As the situation worsened, the tone of government officials began to change.

US President Donald Trump listens as Anthony Fauci, director of the National Institute of Allergy and Infectious Diseases, speaks about the outbreak at the White House on Monday. Photo: Reuters

Dr Anthony S. Fauci, the director of the National Institute of Allergy and Infectious Diseases, first appeared publicly three weeks ago alongside Vice-President Mike Pence – who leads the White House task force on the coronavirus – and applauded the government response then.

He has since come to admit the system was nowhere near what it should be.

“It is a failing. Let's admit it,” he said of the coronavirus testing capacity at a congressional hearing on Thursday.

And earlier in the week, Dr Fauci told Fox News it was now “possible that regional lockdowns could become necessary and recommended”.

To some, the voluntary approach is concerning – and ineffective. But many analysts note that such coercive measures go against the values of a free society.

“Mass quarantines are too blunt a tool, sweeping up many people who pose no risk to the public,” said Lawrence Gostin, faculty director of the O’Neill Institute for National and Global Health Law at Georgetown University.

“Even under a declared public health emergency, it is hard to envisage the courts upholding such a far-reaching restriction of liberty.”

San Francisco Mayor London Breed announcing on Monday that city residents would be required to stay home “except for essential needs”. Photo: Getty Images via AFP

Others say that such hesitation means that the window to limit the outbreak is narrowing.

“We’re losing valuable time,” said Scott Gottlieb, a former commissioner of the Food and Drug Administration, posted in a series of tweets last week.
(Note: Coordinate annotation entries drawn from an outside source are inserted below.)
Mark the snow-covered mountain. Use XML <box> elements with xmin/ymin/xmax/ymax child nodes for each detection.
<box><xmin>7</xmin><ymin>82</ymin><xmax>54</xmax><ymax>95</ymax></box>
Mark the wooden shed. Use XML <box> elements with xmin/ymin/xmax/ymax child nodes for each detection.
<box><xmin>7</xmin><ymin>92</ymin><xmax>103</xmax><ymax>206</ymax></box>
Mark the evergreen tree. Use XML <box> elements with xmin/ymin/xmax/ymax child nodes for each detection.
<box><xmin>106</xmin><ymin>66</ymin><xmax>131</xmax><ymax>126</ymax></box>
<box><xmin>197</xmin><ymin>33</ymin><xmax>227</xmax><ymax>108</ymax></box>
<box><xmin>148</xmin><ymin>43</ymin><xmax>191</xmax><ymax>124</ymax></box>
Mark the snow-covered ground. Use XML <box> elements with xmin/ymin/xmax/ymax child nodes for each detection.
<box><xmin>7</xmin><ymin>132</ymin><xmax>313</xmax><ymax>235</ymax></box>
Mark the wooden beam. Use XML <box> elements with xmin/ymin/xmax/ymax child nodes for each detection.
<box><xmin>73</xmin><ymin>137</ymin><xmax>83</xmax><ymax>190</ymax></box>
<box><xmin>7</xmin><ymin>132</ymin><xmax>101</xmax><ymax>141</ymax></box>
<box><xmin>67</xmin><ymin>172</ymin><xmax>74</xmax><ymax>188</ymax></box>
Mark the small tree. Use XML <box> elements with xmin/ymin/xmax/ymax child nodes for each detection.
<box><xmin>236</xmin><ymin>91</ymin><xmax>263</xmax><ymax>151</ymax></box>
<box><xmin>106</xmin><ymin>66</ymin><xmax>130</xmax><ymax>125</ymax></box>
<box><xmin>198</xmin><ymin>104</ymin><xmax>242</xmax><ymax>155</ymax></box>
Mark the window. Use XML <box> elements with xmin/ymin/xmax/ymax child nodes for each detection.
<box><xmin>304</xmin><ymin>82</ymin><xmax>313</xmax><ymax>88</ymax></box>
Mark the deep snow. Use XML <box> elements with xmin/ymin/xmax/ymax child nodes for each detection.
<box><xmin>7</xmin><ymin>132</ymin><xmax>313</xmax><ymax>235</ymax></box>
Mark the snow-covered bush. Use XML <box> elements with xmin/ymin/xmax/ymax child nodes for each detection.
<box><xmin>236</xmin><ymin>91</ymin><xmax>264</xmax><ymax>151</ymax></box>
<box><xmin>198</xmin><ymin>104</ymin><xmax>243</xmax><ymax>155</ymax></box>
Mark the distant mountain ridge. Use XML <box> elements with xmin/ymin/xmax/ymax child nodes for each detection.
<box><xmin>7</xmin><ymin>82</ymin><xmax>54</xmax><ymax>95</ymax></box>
“[The] longer we take to implement tough mitigation steps in areas of outbreak like Seattle, the larger, longer our epidemic curve will grow.”

Ideologically difficult

Brannen acknowledged that, even in a public health crisis, limiting people’s movements without violating basic human rights would be a fine line to walk.

“It will be an extraordinary thing to do for this country. Politically it will be proved to be difficult to say [restricting people mandatorily] needs to be done,” said Brannen. “Basically it was never done before.”

He noted that even after the September 11 attacks “we didn’t lock [New York City] down. It will be a break with tradition”.

“I agree the restrictions should be voluntary. But we are at the tipping point. This is the greatest threat to the human race on earth right now,” Brannen said.

“It’s first the human health issue. That comes before anything else.”